Apesar do potencial, Grego reconhece que a falta de profissionais especializados continua sendo um desafio para o setor. Segundo ele, a empresa pretende ampliar parcerias com universidades, startups e instituições de ensino para formar mão de obra e acelerar o desenvolvimento de novas tecnologias.
“A escassez de mão de obra é generalizada. A gente pretende estabelecer parcerias com instituições de ensino e startups para suprir essa demanda e também desenvolver tecnologias.” Na avaliação do presidente da GOtech, o desempenho do Distrito de Inovação deverá ser acompanhado por indicadores relacionados à geração de empregos, produção científica e desenvolvimento tecnológico.
“A gente precisa medir a quantidade de empregos gerados, o número de pesquisas, as inovações que estão surgindo, o quantitativo de pessoas alocadas e o número de projetos que estão saindo dali.” Questionado sobre o que ainda falta para que o Distrito de Inovação alcance resultados semelhantes aos obtidos pelo Porto Digital, em Recife, Grego apontou fatores externos como principal obstáculo.

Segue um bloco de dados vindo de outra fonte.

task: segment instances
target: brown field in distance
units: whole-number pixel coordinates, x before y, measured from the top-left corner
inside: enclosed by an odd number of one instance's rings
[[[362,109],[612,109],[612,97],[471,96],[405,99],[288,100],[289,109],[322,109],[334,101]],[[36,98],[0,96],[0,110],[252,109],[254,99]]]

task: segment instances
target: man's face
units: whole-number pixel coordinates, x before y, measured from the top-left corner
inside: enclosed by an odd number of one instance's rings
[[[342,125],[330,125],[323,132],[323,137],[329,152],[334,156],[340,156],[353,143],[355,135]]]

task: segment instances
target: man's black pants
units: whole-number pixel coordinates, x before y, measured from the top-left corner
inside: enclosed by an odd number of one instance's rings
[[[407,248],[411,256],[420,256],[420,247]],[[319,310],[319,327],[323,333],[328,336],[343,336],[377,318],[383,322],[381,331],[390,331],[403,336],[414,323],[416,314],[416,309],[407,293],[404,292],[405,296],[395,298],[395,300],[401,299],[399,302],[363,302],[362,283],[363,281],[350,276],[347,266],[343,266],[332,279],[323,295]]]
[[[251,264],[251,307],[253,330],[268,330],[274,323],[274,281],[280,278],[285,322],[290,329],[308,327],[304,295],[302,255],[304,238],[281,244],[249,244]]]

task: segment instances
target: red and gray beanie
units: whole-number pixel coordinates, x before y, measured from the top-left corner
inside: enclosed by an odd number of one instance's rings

Segundo ele, maior estabilidade econômica, política e segurança jurídica seriam fundamentais para atrair grandes empresas internacionais ao ecossistema goiano. “O principal desafio são as questões macroeconômicas. Precisamos de mais segurança jurídica e estabilidade política para atrair os grandes parceiros internacionais.”
Apesar disso, o diretor demonstra otimismo com o potencial do projeto. “Vejo uma perspectiva muito boa. Acho que essa iniciativa tem tudo para se transformar em um centro de referência para o Brasil, para a América Latina e, daqui a pouco, para o mundo.” A reportagem tentou contato também com a Semantix, mas não obteve resposta. O espaço segue aberto.

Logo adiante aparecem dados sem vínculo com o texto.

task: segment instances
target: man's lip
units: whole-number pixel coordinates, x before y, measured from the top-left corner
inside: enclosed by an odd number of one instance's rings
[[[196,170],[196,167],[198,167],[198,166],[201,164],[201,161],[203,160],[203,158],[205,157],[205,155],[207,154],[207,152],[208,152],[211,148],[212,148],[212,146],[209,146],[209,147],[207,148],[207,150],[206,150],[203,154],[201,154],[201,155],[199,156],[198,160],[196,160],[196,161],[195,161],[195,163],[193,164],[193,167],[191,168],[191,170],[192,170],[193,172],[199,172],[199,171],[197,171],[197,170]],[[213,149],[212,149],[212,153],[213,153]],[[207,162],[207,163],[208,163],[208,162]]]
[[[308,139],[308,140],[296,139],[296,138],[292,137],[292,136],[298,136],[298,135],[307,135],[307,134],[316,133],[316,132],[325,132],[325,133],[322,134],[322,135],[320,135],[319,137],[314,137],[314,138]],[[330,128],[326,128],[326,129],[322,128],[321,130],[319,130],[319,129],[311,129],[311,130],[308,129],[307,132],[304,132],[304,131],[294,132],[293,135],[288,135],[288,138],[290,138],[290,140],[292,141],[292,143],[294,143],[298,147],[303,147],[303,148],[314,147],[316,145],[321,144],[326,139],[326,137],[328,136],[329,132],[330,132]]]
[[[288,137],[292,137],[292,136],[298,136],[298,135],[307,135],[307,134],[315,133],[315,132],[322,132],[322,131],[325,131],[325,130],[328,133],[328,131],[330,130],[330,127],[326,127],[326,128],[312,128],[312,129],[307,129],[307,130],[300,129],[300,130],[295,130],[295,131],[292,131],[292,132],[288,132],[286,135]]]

Comparação mostra distância em relação ao Porto Digital
O Distrito goiano foi inspirado diretamente no Porto Digital, considerado um dos maiores parques tecnológicos da América Latina. A diferença entre os dois ecossistemas, contudo, ainda é significativa. Veja:
| Indicador | Porto Digital | Distrito de Goiás |
|---|---|---|
| Empresas | 541 | 1 confirmada |
| Empregos | 24.079 | previsão de 1.406 |
| Faturamento anual | R$ 7,4 bilhões | ainda inexistente |
| Estágio | consolidado | implantação |
O Porto Digital levou mais de duas décadas para alcançar seus números atuais, combinando investimentos públicos, privados, universidades, incubadoras e políticas permanentes de inovação. Em Goiás, o desafio será construir uma trajetória semelhante praticamente do zero.